I had a talk with Scott McNeil and Bodo Bauer on Saturday morning. Both were once known as part of the core of SuSE's American operations; now they are pushing a new venture called Zenguin. Zenguin hopes to change the environment for those developing and using Linux applications, thus creating a new explosion in the numbers of both users and applications.

Zenguin's product, at first blush, may look a little unimpressive: it's an installation system. Why would Linux need such a thing? After all, it already has the Red Hat and Debian package managers, which generally make installation (and deinstallation) a breeze. Why make another one?

The point is, of course, that this is something different. Even if you have a system which supports rpm or dpkg, not all package files will work for you. How many SuSE users can really install all those Red Hat RPM's out there?

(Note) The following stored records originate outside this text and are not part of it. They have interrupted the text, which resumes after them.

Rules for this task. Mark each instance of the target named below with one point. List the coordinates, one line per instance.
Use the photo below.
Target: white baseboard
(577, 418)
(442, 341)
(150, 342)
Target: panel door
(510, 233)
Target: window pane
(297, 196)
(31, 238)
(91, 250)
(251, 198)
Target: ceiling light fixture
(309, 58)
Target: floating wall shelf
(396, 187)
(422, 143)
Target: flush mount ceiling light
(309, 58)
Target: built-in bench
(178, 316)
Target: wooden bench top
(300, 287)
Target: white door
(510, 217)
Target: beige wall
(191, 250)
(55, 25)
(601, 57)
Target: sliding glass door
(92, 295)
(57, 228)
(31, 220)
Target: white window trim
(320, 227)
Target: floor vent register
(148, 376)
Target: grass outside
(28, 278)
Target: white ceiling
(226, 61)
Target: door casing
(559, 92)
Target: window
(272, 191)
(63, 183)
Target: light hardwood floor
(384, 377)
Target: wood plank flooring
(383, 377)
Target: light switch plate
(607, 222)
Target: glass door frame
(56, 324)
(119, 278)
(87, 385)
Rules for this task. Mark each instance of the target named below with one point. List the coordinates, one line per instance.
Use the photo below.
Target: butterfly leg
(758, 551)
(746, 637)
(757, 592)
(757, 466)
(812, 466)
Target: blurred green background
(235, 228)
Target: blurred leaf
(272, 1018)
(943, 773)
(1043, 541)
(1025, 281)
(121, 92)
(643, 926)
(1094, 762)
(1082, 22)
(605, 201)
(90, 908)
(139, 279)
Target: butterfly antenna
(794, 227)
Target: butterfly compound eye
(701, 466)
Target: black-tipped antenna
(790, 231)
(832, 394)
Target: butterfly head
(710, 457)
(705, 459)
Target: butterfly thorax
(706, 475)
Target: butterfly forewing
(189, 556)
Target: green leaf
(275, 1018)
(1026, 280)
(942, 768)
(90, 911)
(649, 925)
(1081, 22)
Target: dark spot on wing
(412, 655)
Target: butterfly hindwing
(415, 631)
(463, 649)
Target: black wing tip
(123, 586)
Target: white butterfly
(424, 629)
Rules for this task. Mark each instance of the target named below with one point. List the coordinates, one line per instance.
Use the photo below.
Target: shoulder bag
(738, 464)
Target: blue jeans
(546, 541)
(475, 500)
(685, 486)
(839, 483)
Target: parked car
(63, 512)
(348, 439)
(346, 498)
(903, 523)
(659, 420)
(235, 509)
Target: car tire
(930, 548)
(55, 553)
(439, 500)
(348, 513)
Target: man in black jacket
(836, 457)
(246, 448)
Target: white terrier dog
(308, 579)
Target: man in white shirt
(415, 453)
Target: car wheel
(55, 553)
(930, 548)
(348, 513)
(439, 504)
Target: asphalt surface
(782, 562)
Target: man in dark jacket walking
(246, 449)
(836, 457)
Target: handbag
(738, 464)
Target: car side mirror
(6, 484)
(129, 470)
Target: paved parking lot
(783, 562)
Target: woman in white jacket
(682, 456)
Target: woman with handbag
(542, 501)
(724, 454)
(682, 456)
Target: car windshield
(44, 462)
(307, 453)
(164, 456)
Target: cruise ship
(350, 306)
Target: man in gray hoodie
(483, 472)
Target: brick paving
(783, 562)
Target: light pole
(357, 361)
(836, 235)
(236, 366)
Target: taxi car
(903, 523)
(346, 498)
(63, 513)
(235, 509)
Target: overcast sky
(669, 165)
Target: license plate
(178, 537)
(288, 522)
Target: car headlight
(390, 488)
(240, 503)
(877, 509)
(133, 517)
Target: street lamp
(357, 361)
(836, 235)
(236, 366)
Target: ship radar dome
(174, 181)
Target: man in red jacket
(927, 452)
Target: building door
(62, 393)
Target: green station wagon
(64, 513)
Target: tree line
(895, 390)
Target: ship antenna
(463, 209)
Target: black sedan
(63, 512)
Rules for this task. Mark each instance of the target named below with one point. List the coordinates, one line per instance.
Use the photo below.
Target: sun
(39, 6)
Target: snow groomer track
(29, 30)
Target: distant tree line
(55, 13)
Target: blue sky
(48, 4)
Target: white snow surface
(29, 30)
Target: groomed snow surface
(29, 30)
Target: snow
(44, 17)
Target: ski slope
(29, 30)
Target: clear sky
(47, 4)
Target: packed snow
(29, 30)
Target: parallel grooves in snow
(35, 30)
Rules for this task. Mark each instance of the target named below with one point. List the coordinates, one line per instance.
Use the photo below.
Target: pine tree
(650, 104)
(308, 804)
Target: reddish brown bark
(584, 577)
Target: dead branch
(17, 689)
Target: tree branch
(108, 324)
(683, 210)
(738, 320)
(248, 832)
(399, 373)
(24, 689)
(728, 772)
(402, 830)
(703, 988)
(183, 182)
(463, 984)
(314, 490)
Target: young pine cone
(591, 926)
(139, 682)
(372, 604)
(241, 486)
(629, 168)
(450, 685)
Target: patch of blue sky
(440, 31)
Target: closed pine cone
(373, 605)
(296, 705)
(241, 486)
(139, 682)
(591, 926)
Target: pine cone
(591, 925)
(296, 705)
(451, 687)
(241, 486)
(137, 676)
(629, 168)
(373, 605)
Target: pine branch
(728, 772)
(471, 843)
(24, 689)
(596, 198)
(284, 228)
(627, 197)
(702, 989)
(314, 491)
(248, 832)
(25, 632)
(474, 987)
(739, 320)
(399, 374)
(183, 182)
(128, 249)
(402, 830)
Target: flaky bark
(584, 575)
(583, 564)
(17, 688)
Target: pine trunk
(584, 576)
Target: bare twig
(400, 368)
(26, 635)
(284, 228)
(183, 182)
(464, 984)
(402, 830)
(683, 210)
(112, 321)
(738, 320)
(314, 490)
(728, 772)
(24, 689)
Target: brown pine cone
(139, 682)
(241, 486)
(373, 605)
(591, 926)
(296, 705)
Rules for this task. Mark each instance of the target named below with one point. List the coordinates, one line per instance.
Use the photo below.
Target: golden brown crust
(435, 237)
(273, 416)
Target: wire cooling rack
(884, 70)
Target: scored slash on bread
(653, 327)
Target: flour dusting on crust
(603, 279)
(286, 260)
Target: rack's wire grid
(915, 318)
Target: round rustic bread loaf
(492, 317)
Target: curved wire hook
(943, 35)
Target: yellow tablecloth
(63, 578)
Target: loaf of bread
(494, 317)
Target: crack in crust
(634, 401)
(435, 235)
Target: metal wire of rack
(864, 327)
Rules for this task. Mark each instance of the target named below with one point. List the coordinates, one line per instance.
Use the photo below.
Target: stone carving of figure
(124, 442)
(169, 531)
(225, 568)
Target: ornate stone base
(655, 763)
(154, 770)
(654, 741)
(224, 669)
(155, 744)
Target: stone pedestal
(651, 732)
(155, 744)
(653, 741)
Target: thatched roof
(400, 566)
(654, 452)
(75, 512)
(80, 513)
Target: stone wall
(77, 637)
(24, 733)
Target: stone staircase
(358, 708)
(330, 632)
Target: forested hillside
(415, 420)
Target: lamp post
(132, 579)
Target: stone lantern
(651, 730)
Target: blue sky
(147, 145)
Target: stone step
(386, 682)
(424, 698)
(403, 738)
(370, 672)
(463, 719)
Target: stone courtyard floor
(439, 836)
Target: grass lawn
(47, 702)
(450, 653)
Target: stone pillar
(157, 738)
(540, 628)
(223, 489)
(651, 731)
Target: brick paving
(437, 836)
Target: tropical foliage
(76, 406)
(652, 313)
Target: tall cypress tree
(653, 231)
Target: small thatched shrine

If you are a software vendor (or a hardware vendor with associated software), you still face a nightmare of different systems to deal with if you want to support all Linux users. Software vendors do not like that.

How does Zenguin deal with this? Inside the Zenguin installer is a bunch of clever code which looks at what you are trying to install (be it an RPM file, tarball, or whatever). It digs out anything that might be system dependent (file locations, programs to run, whatever) and does the right thing for the system it is actually running on. Thus, for example, that init script that your package wanted to put into /etc/rc.d/init.d gets redirected to /etc/init.d, as your distribution needs. Suddenly you can install packages that were not explicitly built for your distribution.

Along with this you get a nice graphical interface to the installation process. If you are not running in a graphical mode, however, no problem; they have terminal-based modes as well.

This is intended to work so well, and so easily, that your parents can install packages on their Linux box they picked up at Target. They are trying to "Mom-proof" this aspect of Linux system administration.

They see great advantages for free software developers as well. Most, if not all, of the Zenguin installer will be released under an open source license. Free software projects will be able to take the installer, package up their code with it, and instantly have an "install everywhere" binary distribution.

If the installer is available as open source, how does Zenguin make money? Commercial, supported versions will be available to manufacturers; many of them, according to Scott, "don't like free stuff." Additional modules to support things like registration or license management (getting the key from the user and making sure it is legit) will be available. I asked Scott if he had any big-name clients; answer was "none that I can talk about yet."

It looks like a win all the way around. Users of Linux get easier management of their software. Free developers get a free system to manage their installation processes. Commercial software vendors get help in supporting multiple distributions, and get support as well. Users of all distributions get working, installable packages. And the Linux community as a whole gets a strengthening of the distribution diversity that makes Linux strong.